If anything, solid official claims about Kaspersky’s alleged misbehavior have only become more noticeably absent, as the web of conflicting and ambiguous reports and claims about the company grows. Earlier this month, the Wall Street Journal reported that Kaspersky’s software had helped to steal a collection of highly secret documents brought home by a staffer working for the NSA’s elite Tailored Access Operations hacking division, who had run the Kaspersky software on a home computer. The New York Times followed up with a report that Israeli intelligence had compromised Kaspersky, and found evidence that it was spying on behalf of Russian intelligence, which it then shared with US officials.

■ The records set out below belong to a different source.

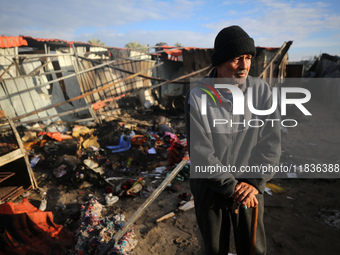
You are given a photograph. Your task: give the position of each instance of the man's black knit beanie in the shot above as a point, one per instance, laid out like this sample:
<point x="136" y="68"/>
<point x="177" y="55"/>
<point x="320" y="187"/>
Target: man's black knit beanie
<point x="231" y="42"/>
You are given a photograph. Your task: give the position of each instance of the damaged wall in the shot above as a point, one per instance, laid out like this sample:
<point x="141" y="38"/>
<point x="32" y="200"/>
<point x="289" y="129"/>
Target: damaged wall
<point x="31" y="83"/>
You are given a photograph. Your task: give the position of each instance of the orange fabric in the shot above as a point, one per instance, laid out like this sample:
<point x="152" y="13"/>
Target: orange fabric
<point x="29" y="230"/>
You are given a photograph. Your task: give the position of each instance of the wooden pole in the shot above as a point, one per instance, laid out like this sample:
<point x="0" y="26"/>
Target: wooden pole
<point x="85" y="94"/>
<point x="142" y="208"/>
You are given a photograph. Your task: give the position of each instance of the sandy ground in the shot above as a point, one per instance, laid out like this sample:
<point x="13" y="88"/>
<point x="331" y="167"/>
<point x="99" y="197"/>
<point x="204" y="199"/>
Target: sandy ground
<point x="295" y="220"/>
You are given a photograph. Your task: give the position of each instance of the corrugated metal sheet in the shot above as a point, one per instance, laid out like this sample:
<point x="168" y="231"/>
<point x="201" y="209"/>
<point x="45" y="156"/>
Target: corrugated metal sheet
<point x="12" y="41"/>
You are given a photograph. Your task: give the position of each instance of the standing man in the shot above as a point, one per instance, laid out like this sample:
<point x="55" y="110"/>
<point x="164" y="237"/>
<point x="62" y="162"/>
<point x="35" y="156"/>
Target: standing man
<point x="228" y="147"/>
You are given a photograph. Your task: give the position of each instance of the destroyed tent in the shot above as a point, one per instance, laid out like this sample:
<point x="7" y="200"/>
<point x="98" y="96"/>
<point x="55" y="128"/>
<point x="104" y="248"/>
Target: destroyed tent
<point x="45" y="79"/>
<point x="268" y="63"/>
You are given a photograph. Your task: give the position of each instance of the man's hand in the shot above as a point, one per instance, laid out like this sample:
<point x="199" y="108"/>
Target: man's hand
<point x="245" y="194"/>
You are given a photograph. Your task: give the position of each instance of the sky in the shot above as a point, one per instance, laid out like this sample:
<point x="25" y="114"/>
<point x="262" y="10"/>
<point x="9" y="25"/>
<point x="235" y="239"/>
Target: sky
<point x="313" y="26"/>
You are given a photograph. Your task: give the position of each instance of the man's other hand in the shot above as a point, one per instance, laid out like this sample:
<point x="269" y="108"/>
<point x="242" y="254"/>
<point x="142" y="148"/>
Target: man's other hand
<point x="245" y="194"/>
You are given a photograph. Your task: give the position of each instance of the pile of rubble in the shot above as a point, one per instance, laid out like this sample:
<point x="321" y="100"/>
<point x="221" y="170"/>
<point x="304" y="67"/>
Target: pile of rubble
<point x="106" y="163"/>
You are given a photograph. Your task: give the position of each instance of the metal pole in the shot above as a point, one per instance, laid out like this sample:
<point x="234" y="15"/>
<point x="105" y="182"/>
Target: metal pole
<point x="84" y="95"/>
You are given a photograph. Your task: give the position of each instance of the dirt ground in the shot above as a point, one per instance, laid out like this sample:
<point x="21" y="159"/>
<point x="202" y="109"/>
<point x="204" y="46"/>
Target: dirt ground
<point x="295" y="220"/>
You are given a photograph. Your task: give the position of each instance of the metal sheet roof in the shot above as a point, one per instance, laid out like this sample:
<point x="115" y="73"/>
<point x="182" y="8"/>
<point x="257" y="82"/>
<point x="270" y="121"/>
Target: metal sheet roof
<point x="12" y="41"/>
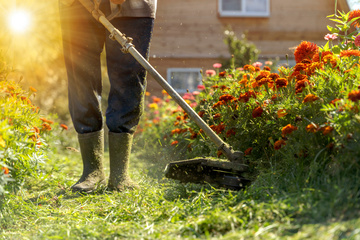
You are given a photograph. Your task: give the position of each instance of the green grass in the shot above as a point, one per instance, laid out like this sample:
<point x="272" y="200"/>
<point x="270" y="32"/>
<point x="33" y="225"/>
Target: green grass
<point x="162" y="209"/>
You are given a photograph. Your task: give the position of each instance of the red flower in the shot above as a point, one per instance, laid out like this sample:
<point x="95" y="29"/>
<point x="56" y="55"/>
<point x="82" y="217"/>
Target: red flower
<point x="5" y="170"/>
<point x="248" y="151"/>
<point x="310" y="98"/>
<point x="288" y="129"/>
<point x="230" y="132"/>
<point x="354" y="14"/>
<point x="279" y="143"/>
<point x="217" y="116"/>
<point x="227" y="98"/>
<point x="312" y="128"/>
<point x="349" y="53"/>
<point x="326" y="130"/>
<point x="354" y="95"/>
<point x="222" y="74"/>
<point x="174" y="143"/>
<point x="316" y="57"/>
<point x="334" y="101"/>
<point x="257" y="112"/>
<point x="46" y="120"/>
<point x="305" y="51"/>
<point x="281" y="82"/>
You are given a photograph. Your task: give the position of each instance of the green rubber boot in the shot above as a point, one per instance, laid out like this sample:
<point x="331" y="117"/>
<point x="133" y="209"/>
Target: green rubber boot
<point x="119" y="151"/>
<point x="92" y="151"/>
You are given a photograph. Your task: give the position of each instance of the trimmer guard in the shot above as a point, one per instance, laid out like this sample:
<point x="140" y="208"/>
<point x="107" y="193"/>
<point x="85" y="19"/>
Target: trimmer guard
<point x="204" y="170"/>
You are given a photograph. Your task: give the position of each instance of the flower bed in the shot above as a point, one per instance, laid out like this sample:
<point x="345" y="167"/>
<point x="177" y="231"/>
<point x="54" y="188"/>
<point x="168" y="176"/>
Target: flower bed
<point x="305" y="116"/>
<point x="24" y="133"/>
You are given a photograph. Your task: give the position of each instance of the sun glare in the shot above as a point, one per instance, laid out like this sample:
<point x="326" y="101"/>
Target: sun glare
<point x="19" y="21"/>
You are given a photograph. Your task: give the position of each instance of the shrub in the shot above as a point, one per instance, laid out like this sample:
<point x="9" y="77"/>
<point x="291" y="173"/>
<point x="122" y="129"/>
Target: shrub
<point x="24" y="133"/>
<point x="299" y="120"/>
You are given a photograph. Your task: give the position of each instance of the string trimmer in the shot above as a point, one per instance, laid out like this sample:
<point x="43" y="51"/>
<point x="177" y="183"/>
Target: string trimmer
<point x="199" y="170"/>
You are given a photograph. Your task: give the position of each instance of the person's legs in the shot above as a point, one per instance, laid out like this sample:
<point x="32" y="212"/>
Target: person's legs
<point x="126" y="97"/>
<point x="83" y="40"/>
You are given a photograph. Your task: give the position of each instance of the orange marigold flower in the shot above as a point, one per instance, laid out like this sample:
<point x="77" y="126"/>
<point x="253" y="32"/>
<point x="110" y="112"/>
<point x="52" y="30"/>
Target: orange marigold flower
<point x="354" y="95"/>
<point x="5" y="170"/>
<point x="288" y="129"/>
<point x="217" y="116"/>
<point x="349" y="53"/>
<point x="299" y="67"/>
<point x="227" y="98"/>
<point x="263" y="74"/>
<point x="313" y="128"/>
<point x="257" y="112"/>
<point x="316" y="57"/>
<point x="354" y="14"/>
<point x="281" y="113"/>
<point x="46" y="127"/>
<point x="281" y="82"/>
<point x="218" y="128"/>
<point x="305" y="51"/>
<point x="310" y="98"/>
<point x="37" y="130"/>
<point x="32" y="89"/>
<point x="176" y="130"/>
<point x="222" y="74"/>
<point x="218" y="104"/>
<point x="10" y="87"/>
<point x="279" y="143"/>
<point x="201" y="113"/>
<point x="248" y="151"/>
<point x="301" y="84"/>
<point x="64" y="126"/>
<point x="2" y="142"/>
<point x="274" y="76"/>
<point x="230" y="132"/>
<point x="334" y="101"/>
<point x="244" y="97"/>
<point x="193" y="135"/>
<point x="156" y="99"/>
<point x="249" y="68"/>
<point x="326" y="130"/>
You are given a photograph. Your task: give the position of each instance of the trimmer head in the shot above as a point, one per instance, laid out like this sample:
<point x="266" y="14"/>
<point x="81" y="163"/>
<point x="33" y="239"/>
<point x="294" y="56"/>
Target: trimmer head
<point x="204" y="170"/>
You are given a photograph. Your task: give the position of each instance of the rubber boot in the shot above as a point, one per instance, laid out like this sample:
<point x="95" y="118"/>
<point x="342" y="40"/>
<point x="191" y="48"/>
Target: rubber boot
<point x="92" y="151"/>
<point x="119" y="151"/>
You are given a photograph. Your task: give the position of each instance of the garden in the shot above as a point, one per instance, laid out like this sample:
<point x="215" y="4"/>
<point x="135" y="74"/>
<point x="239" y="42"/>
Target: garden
<point x="298" y="127"/>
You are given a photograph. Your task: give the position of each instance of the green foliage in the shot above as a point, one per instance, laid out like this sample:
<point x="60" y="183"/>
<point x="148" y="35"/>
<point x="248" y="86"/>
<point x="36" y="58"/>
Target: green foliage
<point x="24" y="134"/>
<point x="302" y="121"/>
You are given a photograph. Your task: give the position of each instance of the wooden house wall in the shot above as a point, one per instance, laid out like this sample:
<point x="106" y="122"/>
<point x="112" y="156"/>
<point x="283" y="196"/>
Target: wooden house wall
<point x="189" y="33"/>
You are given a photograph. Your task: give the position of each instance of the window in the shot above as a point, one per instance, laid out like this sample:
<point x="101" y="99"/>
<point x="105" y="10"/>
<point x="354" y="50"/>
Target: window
<point x="244" y="8"/>
<point x="183" y="79"/>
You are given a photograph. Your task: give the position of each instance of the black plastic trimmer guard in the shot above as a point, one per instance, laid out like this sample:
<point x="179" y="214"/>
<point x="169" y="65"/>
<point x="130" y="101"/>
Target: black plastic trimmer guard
<point x="204" y="170"/>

On Wednesday, Kaspersky published a blog post telling its own, very different account of that NSA staffer incident, based on its internal investigation and records of its malware uploads. According to Kaspersky, the NSA staffer had in 2014 run a pirated version of Microsoft Word, along with a so-called “keygen” tool used to register it with a spoofed key, and which was infected with malware that included a “full blown backdoor” capable of allowing the theft of the NSA tools by any third party that controlled the malware. While the NSA staffer had in fact installed Kaspersky’s antivirus software, he or she had it turned off at that time, Kaspersky says, and only turned it on again in November of 2014. Kaspersky acknowledges that on another occasion, the Kaspersky software did detect and upload a trove of NSA hacking tools from the staffer’s computer, but asserts that Eugene Kaspersky himself ordered them deleted, without sharing them with any other organization.
In the vacuum of any official statement from the US government to sort out those narratives, everyone else is left to make our decisions about whether to exile Kaspersky from their PCs with incomplete information. But as unfair as it may seem, better to treat Kaspersky as guilty until proven innocent, says Nicholas Weaver, a security-focused computer science researcher at University of California at Berkeley.
“It is really disappointing and frustrating that the only statements are really innuendo, [but] for the average consumer it probably is irrelevant,” Weaver says. “When your license comes up for renewal, the negligible cost difference and interchangeability suggest: Go with somebody else.”
Nonetheless, he’d still like to see a clear statement from the government explaining exactly what warrants the switch. “It is critical to publicize it because it will cause people to change behavior, even if it has no effect on the future risk calculation,” he says. If the feds know enough to be sure that Kaspersky’s products are tainted, they should share enough to let the rest of us come to the same conclusion.